In reality, Kissinger sees the war in Ukraine as a minor concern compared with the risk of conflict between the United States and China. The coexistence of these two leading world powers defined the career of “Dear Henry,” as the American press nicknamed him. A clash would be a dramatic development, though Kissinger does not believe that it will happen. The Chinese do not want to replace the United States; they want their status to be recognized and to be treated with dignity. Aggressive, anti-Chinese sentiment, currently more American than European, is the result of a breakdown in communication. The absence of dialogue and high-quality spokespeople is, in Kissinger’s mind, the real source of misunderstanding and presents the greatest risk of an otherwise avoidable conflict.
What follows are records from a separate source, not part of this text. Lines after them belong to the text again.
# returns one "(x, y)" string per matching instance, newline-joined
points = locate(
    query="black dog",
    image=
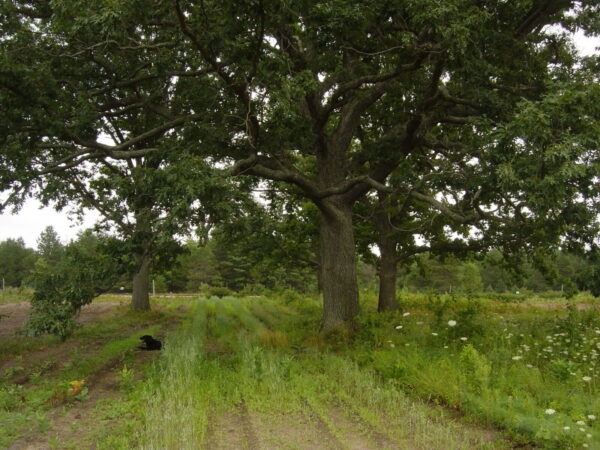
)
(151, 343)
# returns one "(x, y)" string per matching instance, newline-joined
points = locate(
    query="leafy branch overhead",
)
(481, 111)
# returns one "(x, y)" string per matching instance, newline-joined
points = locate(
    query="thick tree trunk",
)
(387, 278)
(338, 268)
(140, 300)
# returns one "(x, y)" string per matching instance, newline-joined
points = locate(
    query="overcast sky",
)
(29, 222)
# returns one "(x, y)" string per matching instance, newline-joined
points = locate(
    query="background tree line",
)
(226, 262)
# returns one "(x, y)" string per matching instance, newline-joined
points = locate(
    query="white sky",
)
(29, 222)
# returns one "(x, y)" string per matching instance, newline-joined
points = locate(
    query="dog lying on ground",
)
(151, 343)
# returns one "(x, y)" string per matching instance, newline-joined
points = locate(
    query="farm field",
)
(253, 372)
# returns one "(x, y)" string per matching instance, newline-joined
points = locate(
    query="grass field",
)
(442, 373)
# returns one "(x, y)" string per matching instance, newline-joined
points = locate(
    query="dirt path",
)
(15, 315)
(75, 424)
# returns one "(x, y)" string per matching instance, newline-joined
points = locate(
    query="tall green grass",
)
(272, 372)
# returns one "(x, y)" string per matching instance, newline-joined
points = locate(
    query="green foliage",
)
(475, 369)
(219, 291)
(67, 282)
(16, 262)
As for Taiwan: in his memoirs (and in his remarks to a South Korean delegation in January), Kissinger shared one of his favorite anecdotes. During a meeting between Mao Zedong and Richard Nixon, the Chinese leader was questioned on Taiwan. He replied: “Taiwan is China, but we are in no hurry. Perhaps in a century!” If a new Kissinger asked Xi Jinping the same question, he would probably receive the same answer: “In a century.” Kissinger believes in the virtues of great statesmen—and their advisors. They are the ones who make history, from Winston Churchill and Franklin D. Roosevelt to Volodymyr Zelensky.
Kissinger has therefore remained unchanged, as has his self-appreciation. Yet this character trait is easy to forgive, as any vanity is softened by an unparalleled sense of humor tinged with a German accent—even after 85 years in the United States. Before we part ways, and probably to show me that his memory is as sharp as ever, Kissinger reminds me that in 1995 I gave him a medal of the Paris suburb of Boulogne–Billancourt, where I was then deputy mayor in charge of cultural affairs. I knew that he was particularly fond of awards, but I never told him that I had created the medal specially for him. It would have been improper to let him leave without at least a small token of recognition.